[Tribune] Le discours que j'ai prononcé récemment et qui avait été écrit intégralement par l'outil d'intelligence artificielle d'OpenAI était ennuyeux, sans émotions et très politiquement correct. L’impertinence et la disruption restont encore pour longtemps le propre des humains.
On écrit beaucoup en ce moment sur la capacité de ChatGPT à rédiger des dissertations d’étudiants difficiles à détecter par l’enseignant. C’est une variante du test de Turing, où des volontaires dialoguent avec un interlocuteur invisible et doivent tenter de deviner s’ils parlent à un humain ou à une machine. Sachant que dans ce cas, ce ne sont pas les volontaires qui sont testés, mais l’ordinateur lui-même et, plus précisément, sa capacité à se faire passer pour un humain.
Mais le sujet peut-être élargi : cette intelligence artificielle est-elle capable de manière crédible de discourir en dehors du monde universitaire, dans tous les domaines ? En particulier, est-elle capable de rédiger un discours qui sera énoncé devant un auditoire sans que les auditeurs détectent une source non-humaine ?

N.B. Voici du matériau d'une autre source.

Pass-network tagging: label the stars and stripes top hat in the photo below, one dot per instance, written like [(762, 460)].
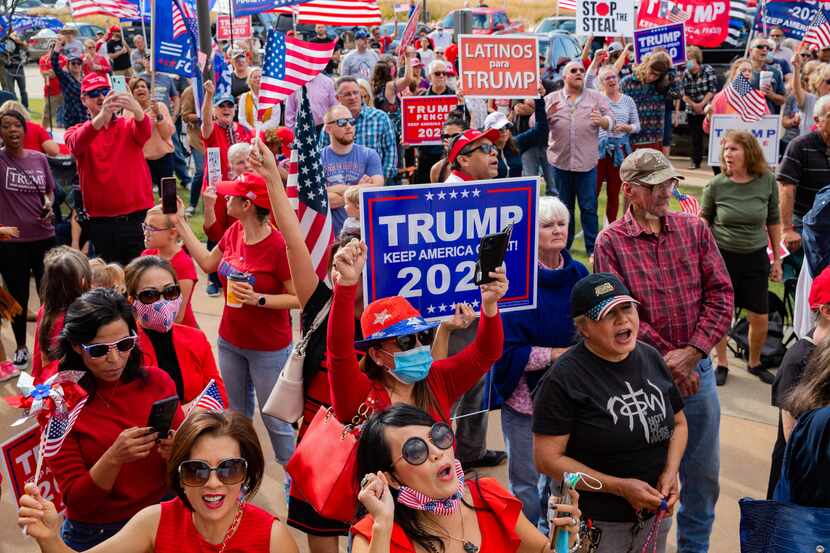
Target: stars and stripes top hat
[(596, 294), (390, 317)]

A l’occasion d’une manifestation réunissant une centaine de personnes, à savoir la privatisation par Nomen du musée Jacquemart André pour l’exposition du peintre Fussli, j’ai eu l’occasion de tenter l’expérience suivante : prononcer un discours en rapport avec la situation, entièrement rédigé par ChatGPT, sans prévenir l’auditoire.
Il en est ressorti qu’aucun des 100 auditeurs n’a détecté spontanément la supercherie. Mieux : après avoir prévenu, a posteriori, l’auditoire que mon discours contenait un piège, que j’ai baptisé un peu abusivement un œuf de Pâques, il a fallu un peu de temps pour qu’une personne suggère finalement qu’il pouvait s’agir de ChatGPT. Alors qu’il y avait parmi les auditeurs des professionnels de l’art, et des informaticiens de haut niveau.
Test de Turing en partie réussi. Mais les entretiens avec les auditeurs, après coup, ont fait ressortir que l’exposé était ennuyeux et sans émotions, en comparaison en particulier avec les exposés brillants qu’avaient pu nous faire auparavant les guides du musée. J’avais d’ailleurs prévenu. On m’a fait remarquer également que le discours était très politiquement correct, et sans humour. Quand on sait à quel point les concepteurs d’AI ont peur des dérives, on comprend. On comprend également que ChatGPT, faute d’information sur les caractéristiques de l’auditoire, ne puisse s’essayer à l’humour, dont la qualité repose sur le partage de référentiels communs.
Des milliards de documents ingérés
En somme, aujourd’hui, ChatGPT imite ou, comme on dit, émule bien, mais ne saurait disrupter. Ce qui est normal, puisque son intelligence repose sur les centaines de milliards de documents ingérés. Les essais graphiques de son cousin Dall-e présentent la même caractéristique : «Peins-moi un Fussli» produit en 15 secondes un faux très crédible. Il en va de même de la «création» musicale.
Cela m’a rappelé le logiciel qu’avait créé dans les années 80 Roland Moréno, l’inventeur de la carte à puce, qui créait des marques en s’inspirant des marques existantes et en utilisant les chaines de Markov, et que nous avions baptisé «le Radoteur».
Rien ne permet de dire que ces limites ne seront pas un jour franchies. D’ores et déjà, ces outils constituent des aides précieuses à la création. A la vitesse à laquelle ces AI avancent, on aurait tort d’ironiser. Resteront aux humains l’impertinence et la disruption.